Now, again, assuming that Bush and Cheney did not commit perjury at the last minute, one must wonder about the character of men who ask Americans to brave battle peril but who themselves haven't the courage to right a grievous injustice when it was clearly in their power to do so.
Curiously, the media haven't made much of this point or of the fact that reporters and news organizations were unnecessarily put through the wringer over a crime that Bush secretly knew never occurred.
Also, when Libby or somebody "leaked" this data about Plame to a reporter, that reporter had to sweat whether he should risk charges about breaking the story --which Miller didn't -- even though no crime had been committed. Even by Washington standards, what we have here is unparalleled cynicism.
Congress has been pretty lame about these issues also. But these are serious issues. Are these the type of people entrusted with a global struggle against terrorism?
This little White House tale has a credibility quotient on a par with White House claims about WMDs and about who was responsible for the 9/11 attacks.
Postscript A: Oh yes, what does this attitude have to say about fair play for the Guantanamo detainees? Clearly, if the Bush bunch has no qualms about an American suffering unjustly when their political needs come first, what kind of chances would they give to foreigners? Habeas corpus may be a technical term, but that term embodies a principle: a person should not be jailed without good faith protections of basic rights.

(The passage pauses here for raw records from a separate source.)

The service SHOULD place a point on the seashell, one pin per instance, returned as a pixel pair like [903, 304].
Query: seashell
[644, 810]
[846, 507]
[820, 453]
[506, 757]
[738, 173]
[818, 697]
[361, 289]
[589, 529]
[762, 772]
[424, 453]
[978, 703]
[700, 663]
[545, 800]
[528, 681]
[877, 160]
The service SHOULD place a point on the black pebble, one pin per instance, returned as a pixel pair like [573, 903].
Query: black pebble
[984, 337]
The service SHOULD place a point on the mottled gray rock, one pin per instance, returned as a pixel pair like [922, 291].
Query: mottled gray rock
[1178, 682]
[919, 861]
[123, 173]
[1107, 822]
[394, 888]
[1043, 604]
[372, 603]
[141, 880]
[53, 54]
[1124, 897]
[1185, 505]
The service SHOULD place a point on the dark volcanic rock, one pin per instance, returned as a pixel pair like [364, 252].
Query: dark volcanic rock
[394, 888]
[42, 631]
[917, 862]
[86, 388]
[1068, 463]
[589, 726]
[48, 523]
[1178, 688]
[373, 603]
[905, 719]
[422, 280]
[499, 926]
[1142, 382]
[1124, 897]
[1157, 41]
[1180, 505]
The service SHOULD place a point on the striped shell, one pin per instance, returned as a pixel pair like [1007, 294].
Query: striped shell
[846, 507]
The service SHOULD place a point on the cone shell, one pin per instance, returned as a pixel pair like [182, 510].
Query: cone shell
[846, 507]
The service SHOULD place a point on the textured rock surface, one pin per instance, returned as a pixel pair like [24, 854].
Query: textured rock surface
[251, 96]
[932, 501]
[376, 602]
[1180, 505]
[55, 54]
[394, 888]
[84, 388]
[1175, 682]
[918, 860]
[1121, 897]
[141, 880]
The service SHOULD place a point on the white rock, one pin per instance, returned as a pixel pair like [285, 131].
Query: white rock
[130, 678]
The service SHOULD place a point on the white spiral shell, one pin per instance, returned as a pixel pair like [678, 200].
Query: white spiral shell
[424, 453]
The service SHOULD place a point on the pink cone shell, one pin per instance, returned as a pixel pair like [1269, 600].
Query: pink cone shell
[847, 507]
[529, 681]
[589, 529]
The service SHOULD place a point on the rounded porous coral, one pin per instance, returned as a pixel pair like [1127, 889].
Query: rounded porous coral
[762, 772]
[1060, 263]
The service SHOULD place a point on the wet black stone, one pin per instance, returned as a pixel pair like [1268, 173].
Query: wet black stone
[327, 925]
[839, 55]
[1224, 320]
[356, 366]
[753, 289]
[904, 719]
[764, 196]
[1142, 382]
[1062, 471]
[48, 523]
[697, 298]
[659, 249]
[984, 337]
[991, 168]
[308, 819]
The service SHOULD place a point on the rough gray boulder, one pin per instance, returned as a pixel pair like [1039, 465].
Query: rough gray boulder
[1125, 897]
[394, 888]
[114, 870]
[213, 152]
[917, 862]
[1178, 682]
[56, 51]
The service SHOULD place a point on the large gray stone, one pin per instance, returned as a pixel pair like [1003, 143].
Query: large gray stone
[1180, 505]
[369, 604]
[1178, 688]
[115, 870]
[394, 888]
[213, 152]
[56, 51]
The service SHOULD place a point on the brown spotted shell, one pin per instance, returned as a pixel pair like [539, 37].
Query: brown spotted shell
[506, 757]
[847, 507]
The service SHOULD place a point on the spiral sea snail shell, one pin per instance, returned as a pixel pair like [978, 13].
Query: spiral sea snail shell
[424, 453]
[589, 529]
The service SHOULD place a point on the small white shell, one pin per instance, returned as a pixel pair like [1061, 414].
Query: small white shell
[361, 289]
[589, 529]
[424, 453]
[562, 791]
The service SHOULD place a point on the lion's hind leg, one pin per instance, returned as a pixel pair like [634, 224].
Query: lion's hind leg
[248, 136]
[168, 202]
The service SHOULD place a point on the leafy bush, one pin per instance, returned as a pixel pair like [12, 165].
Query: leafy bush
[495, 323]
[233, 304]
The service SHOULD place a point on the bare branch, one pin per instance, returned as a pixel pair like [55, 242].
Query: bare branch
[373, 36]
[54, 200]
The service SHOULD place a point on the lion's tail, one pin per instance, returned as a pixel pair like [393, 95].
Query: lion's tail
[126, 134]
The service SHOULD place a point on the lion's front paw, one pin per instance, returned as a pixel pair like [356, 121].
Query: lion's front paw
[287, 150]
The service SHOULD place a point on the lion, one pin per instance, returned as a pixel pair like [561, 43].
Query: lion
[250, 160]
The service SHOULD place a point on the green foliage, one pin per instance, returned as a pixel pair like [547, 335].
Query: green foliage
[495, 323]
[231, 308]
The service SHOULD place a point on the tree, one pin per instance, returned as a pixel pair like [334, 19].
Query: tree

Postscript B: Plainly, we have a very strong case for the impeachment and removal of both Cheney and Bush. Provably, both severely abused, for mere personal gain, the national security authority entrusted to them during a period of national crisis. However, some Democrats don't want this scenario to play out as it should -- because their personal ambitions would be thwarted. If Bush and Cheney were removed, that would leave House Speaker Nancy Pelosi as interim president and a likely Democratic presidential nominee for the full term. Hillary would be beside herself, and John Edwards would be none too happy either. Yet, what these men did is so low that it is really impossible that they should remain as leaders of a respected nation.